Cells were harvested and total RNA extracted using TRIzol (Invitrogen, 15596-026), according to manufacturer’s instructions. RNA was treated with DNase 1 (Ambion) and cDNA was generated by reverse transcription of 1 μg of total RNA using the Superscript VILO cDNA synthesis kit (Invitrogen, 11754-050). Quantitative PCR (qPCR) was performed in triplicate on cDNA using SYBR® Green PCR Master Mix (Invitrogen, 4309155) using Applied Biosystems 7900HT. Samples were normalised using the average of three reference genes: GAPDH, β –tubulin and actin. All primer sequences are listed in Additional file 2: Table S2.
EdU incorporation was measured over 6 hours using the Click-iT® EdU Alexa Fluor® 488 Imaging Kit (Invitrogen, C10337) and counted using ImageJ. At least 3000 cells were counted for each cell line across 3 coverslips.
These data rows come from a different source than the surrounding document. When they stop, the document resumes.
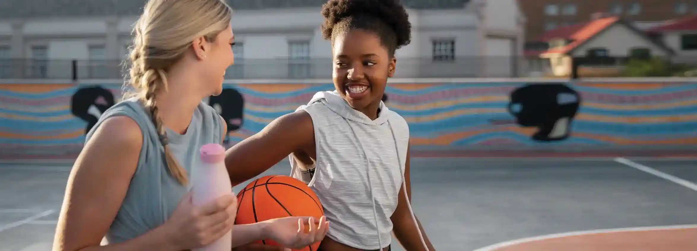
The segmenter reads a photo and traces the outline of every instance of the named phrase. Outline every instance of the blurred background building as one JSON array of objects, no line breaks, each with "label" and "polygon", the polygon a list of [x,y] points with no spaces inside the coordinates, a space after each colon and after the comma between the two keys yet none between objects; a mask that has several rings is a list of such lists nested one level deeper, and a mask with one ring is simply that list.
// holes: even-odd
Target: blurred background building
[{"label": "blurred background building", "polygon": [[[118,79],[144,0],[0,2],[3,78]],[[231,1],[236,65],[229,79],[331,76],[319,26],[323,0]],[[525,19],[516,0],[406,0],[414,27],[397,77],[521,75]],[[26,76],[28,75],[28,76]]]},{"label": "blurred background building", "polygon": [[697,63],[697,1],[520,1],[533,75],[684,76]]}]

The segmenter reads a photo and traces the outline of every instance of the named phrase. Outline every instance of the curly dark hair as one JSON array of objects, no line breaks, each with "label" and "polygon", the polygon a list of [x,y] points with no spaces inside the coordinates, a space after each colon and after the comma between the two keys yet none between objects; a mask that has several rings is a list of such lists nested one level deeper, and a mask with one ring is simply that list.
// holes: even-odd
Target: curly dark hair
[{"label": "curly dark hair", "polygon": [[374,33],[390,56],[411,42],[409,15],[399,0],[329,0],[322,6],[322,36],[332,41],[353,29]]}]

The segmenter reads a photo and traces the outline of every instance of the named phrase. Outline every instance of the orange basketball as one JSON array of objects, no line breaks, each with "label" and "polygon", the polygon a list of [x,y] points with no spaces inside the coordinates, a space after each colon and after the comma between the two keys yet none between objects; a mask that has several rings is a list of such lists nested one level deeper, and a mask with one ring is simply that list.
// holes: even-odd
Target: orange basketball
[{"label": "orange basketball", "polygon": [[[314,216],[319,220],[324,216],[317,195],[302,181],[288,176],[269,175],[254,180],[237,194],[237,200],[235,224],[251,224],[288,216]],[[279,245],[272,240],[256,243]],[[316,251],[318,247],[319,241],[300,251]]]}]

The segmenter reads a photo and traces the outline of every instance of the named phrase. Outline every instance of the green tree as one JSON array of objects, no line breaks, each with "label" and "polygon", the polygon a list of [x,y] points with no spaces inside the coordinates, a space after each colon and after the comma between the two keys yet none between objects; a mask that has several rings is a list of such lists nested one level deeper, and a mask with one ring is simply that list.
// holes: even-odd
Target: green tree
[{"label": "green tree", "polygon": [[659,57],[630,58],[625,69],[624,76],[684,76],[690,70],[688,65],[673,64]]}]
MTT cell proliferation assay was carried out as per the manufacturer’s instructions (Cayman, 10009365) starting with 20,000 cells per well, with 9 replicates per sample.
Six protein lysates from primary clinical prostate tumours were used in this study. Full ethical approval was obtained for human sample collection from the Northumberland, Tyne and Wear NHS Strategic Health Authority Local Research Ethics Committee (Ref: 2003/11) and written informed consent for the use of surgically obtained tissue was provided by all patients.
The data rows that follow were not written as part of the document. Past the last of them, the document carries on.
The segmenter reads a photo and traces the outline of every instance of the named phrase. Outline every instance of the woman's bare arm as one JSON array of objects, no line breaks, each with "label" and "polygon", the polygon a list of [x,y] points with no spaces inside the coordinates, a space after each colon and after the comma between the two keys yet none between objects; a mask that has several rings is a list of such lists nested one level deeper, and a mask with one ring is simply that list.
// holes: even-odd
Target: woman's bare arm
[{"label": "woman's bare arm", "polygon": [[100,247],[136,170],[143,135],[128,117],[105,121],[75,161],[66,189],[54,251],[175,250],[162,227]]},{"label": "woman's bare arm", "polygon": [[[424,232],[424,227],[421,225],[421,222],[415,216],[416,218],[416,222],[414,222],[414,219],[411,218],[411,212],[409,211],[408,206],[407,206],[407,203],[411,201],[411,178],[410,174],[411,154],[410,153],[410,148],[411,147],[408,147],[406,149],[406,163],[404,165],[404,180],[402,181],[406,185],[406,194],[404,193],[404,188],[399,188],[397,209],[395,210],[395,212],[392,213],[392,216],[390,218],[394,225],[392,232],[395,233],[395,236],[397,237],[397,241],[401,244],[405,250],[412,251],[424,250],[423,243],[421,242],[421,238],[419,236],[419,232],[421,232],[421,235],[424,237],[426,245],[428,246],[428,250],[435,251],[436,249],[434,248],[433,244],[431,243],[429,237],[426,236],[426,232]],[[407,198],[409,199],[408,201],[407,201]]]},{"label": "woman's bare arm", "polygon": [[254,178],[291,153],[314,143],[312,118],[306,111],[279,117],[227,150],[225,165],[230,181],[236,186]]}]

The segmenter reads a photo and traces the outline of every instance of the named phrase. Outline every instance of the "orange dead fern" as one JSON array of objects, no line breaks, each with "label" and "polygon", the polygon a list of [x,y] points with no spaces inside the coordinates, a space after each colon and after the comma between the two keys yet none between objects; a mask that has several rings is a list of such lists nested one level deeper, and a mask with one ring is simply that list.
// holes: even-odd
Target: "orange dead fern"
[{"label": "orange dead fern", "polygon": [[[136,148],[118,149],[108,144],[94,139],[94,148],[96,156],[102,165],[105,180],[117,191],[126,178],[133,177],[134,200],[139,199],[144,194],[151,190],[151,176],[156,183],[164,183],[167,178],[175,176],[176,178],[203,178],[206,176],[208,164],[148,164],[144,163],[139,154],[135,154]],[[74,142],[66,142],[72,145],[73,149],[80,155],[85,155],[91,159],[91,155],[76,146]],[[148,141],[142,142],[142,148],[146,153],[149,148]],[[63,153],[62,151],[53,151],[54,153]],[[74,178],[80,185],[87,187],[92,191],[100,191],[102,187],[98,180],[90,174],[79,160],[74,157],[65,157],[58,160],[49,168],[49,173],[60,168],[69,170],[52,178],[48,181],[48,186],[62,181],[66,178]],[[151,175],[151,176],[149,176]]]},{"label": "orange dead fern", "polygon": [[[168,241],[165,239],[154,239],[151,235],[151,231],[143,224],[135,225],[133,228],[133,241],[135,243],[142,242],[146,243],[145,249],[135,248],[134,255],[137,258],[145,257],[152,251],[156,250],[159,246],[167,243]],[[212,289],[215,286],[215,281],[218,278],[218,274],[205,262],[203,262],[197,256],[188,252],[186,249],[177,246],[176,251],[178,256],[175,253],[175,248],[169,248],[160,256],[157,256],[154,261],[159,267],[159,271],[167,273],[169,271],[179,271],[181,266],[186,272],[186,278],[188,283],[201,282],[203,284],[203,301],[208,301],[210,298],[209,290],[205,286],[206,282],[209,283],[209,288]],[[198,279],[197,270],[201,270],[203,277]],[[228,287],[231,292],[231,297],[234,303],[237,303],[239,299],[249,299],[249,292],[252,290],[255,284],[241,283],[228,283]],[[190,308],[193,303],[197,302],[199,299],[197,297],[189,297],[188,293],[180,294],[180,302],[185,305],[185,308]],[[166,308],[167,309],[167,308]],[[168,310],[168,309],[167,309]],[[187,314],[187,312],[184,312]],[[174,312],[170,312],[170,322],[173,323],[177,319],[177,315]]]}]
Genes encoding components of RAS/ERK1/2 signalling pathways are regulated by androgens in PCa cells
Complete gene lists from our ExonArray dataset  were manually curated for androgen-regulated changes within genes associated with RAS/ERK1/2 signalling. We identified potent down-regulation of SPRY1 expression in response to androgens (Log2FC = -2.37 p < 0.001). Full gene lists were then uploaded to the web-based Ingenuity Pathway Analysis (IPA; Ingenuity Systems) software programme, and the IPA ‘Core Analysis’ function was used to identify novel androgen-regulated genes within pathways associated with SPRY1 (Figure 1A & Additional file 3: Table S1). This network analysis identified a number of novel androgen-regulated genes previously linked to the RAS/RAF/MAPK/ERK signalling pathway. We confirmed androgen regulation of these genes in LNCaP cells using real-time PCR (Figure 1B). Two genes, PTGER4 and TSPYL2 were up-regulated in response to androgens, whereas five others, ADCY1, OPKR1, TRIB1, SPRY1 and PTPRR were repressed.
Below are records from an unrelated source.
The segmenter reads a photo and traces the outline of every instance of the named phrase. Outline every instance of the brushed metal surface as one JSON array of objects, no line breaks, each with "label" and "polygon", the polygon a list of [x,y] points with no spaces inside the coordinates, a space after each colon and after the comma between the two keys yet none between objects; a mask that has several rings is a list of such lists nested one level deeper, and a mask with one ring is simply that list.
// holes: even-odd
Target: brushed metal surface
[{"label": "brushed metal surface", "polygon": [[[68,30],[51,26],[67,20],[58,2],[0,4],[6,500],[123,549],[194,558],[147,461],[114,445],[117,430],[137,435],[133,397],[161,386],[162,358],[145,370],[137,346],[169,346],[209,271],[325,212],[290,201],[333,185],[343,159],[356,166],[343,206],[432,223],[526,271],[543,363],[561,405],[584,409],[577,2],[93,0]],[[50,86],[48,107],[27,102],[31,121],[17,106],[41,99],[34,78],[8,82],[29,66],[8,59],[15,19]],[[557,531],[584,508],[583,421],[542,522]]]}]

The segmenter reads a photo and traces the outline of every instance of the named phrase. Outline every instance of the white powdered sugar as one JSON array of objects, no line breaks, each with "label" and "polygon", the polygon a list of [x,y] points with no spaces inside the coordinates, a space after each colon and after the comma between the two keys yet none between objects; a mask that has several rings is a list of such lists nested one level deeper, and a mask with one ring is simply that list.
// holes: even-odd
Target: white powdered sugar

PTPRR is an early and direct target of the AR at the mRNA and protein level
The above network analysis suggested that the PTPRR gene is a novel androgen regulated target in the MAPK/ERK signalling network. The genomic loci of AR binding sites mapped by ChIP in LNCaP cells  were uploaded onto the UCSC genome browser. Three known AR binding sites were identified in the vicinity of the PTPRR gene, one of which was less than 5 kb upstream, and another within an internal intronic region (Additional file 4: Figure S1). To test whether the PTPRR gene might be under direct control of androgens through AR regulation, we examined PTPRR expression in LNCaP cells grown in steroid depleted medium and in cells treated with 10 nM of the synthetic androgen analogue R1881 (methytrienolone) by real-time qPCR over a 24 hour period (Figure 2A), and at the protein level over 48 hours by western blotting (Figure 2B). The specificity of the PTPRR antibody used was confirmed by peptide blocking, detection of over-expressed protein and detection of esiRNA mediated protein depletion (Figure 2B, Figure 3A and D and Additional file 1: Figure S2). PTPRR expression was rapidly reduced by 10 nM R1881 treatment at both the mRNA and protein level. Repression of the PTPRR gene and protein was also observed with a range of R1881 concentrations from 0.1 nM to 100 nM (Figure 2C). To test whether androgen-mediated suppression of PTPRR expression was a direct result of AR activity, we treated LNCaP cells with 10 nM R1881 in the presence and absence of cycloheximide to inhibit de novo protein synthesis. Androgen-mediated down-regulation of PTPRR mRNA expression was still observed in the presence of the protein synthesis inhibitor cycloheximide indicating that PTPRR repression might be directly mediated by the AR (Figure 2D). Confirming this, we found androgen-mediated PTPRR protein reduction was prevented by the AR antagonists casodex (Figure 2E), and flutamide (Figure 2F), and when cells are depleted of AR using esiRNA (Figure 2G). Immunofluorescent staining of LNCaP cells grown in the absence of androgens indicates that PTPRR protein localises to the cytoplasm (Figure 2H). The structure of the PTPRR gene and protein are illustrated in Figure 2I.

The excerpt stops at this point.